Para apaziguar Salomão – temporariamente – Carlos Said matriculou-se na faculdade de Direito da universidade local. Escolheu a advocacia, não porque quisesse exercer, mas porque era o único curso oferecido na época.

Formou-se em 1956. No ano seguinte, seu pai se mudou com a família para São Paulo, 1.650 quilômetros ao sul, onde havia mais oportunidades. Carlos Said, então com 26 anos, recusou-se a juntar-se a eles, surpreendendo o pai. Ele se lembra da última conversa.

"Meu pai me disse: 'Você não vai colocar comida na mesa se estiver envolvido com futebol'. Eu falei para ele: 'Pai, vou fazer meu trabalho e um dia você vai ver que eu consegui sustentar a minha família'".

O acidente

Como se precisasse, a partida da família aumentou a motivação de Carlos Said.

Ele lembra: "Eu me sentia triste, mas tinha que aceitar a realidade de estar sozinho e seguir em frente com a minha vida".

Em pouco tempo, casou-se com Rochelane Fortes, constituiu família, voltou à escola para se formar em história e foi contratado por vários jornais locais para fazer reportagens sobre futebol e outros esportes – além de suas funções de transmissão de rádio.

Em 1964, aos 33 anos, alcançou um nível de fama que fez de Carlos Said um nome conhecido em quase todas as casas, não só em Teresina, mas em todo o estado do Piauí. Mas, como muitas vezes acontece na vida, em um único momento tudo virou de cabeça para baixo. No dia 2 de março daquele ano, quando dirigia a van da Rádio Pioneira para cobrir um grave acidente, ele mesmo se envolveu em um. Tão críticos foram seus ferimentos que ele recebeu os últimos ritos depois que os médicos disseram que havia poucas chances de que ele pudesse ser salvo. Seus fãs fizeram vigília do lado de fora do hospital e de sua casa, supondo que ele tivesse morrido. Espalhou-se a notícia de que Carlos Said, apesar de gravemente ferido, tinha de alguma forma registado um relatório ao vivo do local do acidente, durante o qual disse: "Acabei de sofrer um acidente a caminho de relatar um acidente. Estou quase morto. Mas a Pioneira não para!"

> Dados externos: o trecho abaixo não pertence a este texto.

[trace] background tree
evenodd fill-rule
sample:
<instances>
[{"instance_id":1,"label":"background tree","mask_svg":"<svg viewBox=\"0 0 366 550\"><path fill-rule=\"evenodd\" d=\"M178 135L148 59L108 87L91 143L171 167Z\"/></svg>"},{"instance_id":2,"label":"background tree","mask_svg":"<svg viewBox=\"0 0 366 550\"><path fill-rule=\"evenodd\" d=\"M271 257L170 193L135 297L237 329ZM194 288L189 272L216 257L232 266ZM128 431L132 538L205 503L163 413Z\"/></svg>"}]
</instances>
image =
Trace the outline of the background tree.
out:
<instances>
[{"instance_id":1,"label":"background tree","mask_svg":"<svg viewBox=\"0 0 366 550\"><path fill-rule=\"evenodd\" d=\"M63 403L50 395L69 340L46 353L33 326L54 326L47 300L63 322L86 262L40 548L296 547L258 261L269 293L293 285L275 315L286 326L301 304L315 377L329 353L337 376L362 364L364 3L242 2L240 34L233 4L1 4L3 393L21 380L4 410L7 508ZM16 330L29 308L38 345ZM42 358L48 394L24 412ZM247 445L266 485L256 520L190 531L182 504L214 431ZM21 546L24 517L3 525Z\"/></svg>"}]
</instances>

Refletindo, Carlos Said diz não ter memória do acidente ou do suposto relato. Mas é claro quanto ao resultado: "Foi aí que começou a lenda de Carlos Said".

Ele sobreviveu, mas permaneceu internado por um ano. Os fãs que compareceram para visitá-lo ficaram horrorizados ao ver seu corpo quebrado. Um deles disse, alto o suficiente para que outros ouvissem: "Se esse homem andar novamente, ele será o Magro de Aço".

Caminhada ele fez. A lenda cresceu. E o apelido dado a ele pelo torcedor desconhecido pegou.

De sua cama de hospital no quarto 76, Carlos Said abriu um escritório. Um de seus jornais entregou uma máquina de escrever. Ele batia 33 linhas por dia para uma coluna chamada 33 Linhas. A Rádio Pioneira montou-o com equipamento de radiodifusão. Ele acompanhou eventos de futebol pelo rádio e registrou reportagens ao vivo. Como se não bastasse, escreveu um livro sobre a história do futebol no Piauí. Seus amigos de futebol se aglomeraram em seu quarto para conversar sobre o assunto. Certa vez, no meio de um jogo importante, houve uma disputa entre os árbitros por uma regra. O jogo foi interrompido. Foi feita uma chamada ao hospital: Carlos Said foi convidado a intervir. Com um conhecimento enciclopédico das regras do jogo, resolveu a questão e o jogo foi retomado.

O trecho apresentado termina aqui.